Yanıtı hoşuma gitmişti. “Neden Peter Pan sence?” dedim ona. “Çocukları
büyümeyecekleri diyara götüren o değil miydi?” dedi yüzüme bakarak. Kafamı
salladım. Rıhtıma gelince son bir defa sıkıca sarıldım ona. Kollarımdan ayrıldı
ve “Sana bir hediyem var,” diyerek elini cebine götürdü. Yumruk yapmış bir
şekilde çıkardığı elini açtığında elinde bir örümcek vardı. Örümcek dediysem
evlerde olan küçük örümceklerden. “Nedir bu?” dedim hafifçe gülerek. “Üç yaşındayken
seni de örümcek adam yapa umuduyla evde kovaladığın örümcek…” dedi ciddiyetle.
Örümceği elime bırakırken de ekledi “New York’a gidersen bir gün, lütfen ona
selam söyler misin?” Hafifçe kafamı salladım.

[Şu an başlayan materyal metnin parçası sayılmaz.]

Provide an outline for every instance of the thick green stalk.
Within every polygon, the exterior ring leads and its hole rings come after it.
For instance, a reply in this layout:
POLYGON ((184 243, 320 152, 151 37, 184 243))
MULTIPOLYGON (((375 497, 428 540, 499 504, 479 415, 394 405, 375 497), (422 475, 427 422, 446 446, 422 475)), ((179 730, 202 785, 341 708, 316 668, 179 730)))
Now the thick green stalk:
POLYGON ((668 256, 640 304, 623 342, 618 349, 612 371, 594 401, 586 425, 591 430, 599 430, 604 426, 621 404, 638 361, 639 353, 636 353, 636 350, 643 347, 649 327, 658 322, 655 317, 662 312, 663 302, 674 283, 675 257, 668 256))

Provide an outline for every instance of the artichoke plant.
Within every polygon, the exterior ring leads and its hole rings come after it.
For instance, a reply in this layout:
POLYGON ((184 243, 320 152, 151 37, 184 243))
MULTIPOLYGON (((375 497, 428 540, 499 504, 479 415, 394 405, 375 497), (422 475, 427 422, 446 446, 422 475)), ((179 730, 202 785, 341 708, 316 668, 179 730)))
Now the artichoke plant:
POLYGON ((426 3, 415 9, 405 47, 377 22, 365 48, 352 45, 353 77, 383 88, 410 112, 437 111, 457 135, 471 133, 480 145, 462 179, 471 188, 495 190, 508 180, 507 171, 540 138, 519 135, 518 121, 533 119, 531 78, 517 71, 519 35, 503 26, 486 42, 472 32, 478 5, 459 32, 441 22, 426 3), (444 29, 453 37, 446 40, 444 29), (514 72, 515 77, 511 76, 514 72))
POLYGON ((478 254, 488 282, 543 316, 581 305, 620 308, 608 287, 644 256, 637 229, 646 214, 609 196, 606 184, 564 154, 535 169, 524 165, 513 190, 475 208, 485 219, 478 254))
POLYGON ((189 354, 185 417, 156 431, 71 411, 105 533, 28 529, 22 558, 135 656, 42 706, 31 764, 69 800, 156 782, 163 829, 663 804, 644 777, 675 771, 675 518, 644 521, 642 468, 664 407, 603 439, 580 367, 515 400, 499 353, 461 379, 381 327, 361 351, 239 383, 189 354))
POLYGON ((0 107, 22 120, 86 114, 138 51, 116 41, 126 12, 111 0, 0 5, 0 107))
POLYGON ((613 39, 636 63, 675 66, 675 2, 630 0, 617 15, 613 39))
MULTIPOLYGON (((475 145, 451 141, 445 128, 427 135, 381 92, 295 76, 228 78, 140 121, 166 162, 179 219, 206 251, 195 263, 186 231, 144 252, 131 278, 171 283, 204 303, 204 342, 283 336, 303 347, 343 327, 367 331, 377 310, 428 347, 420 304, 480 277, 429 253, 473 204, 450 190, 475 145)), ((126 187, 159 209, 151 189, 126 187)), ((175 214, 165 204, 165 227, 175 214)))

Onun, diğer yolcuların gemiye
binmesini ve nihayet geminin hiçbir yetişkinin bilmediği sulara yelken açmasını
izlerken yüreğimde son derece ağır bir hüzün duyuyordum.
Ve en sonunda hava karadı, dünyanın tüm pisliği tekrar görünür oldu. Ben
ise bu pisliğin çocukluğuma artık ulaşamayacağı düşüncesiyle biraz da olsa
teselli bularak evimin yolunu tuttum.
Pencereden dışarı bakmak için can atıyordum.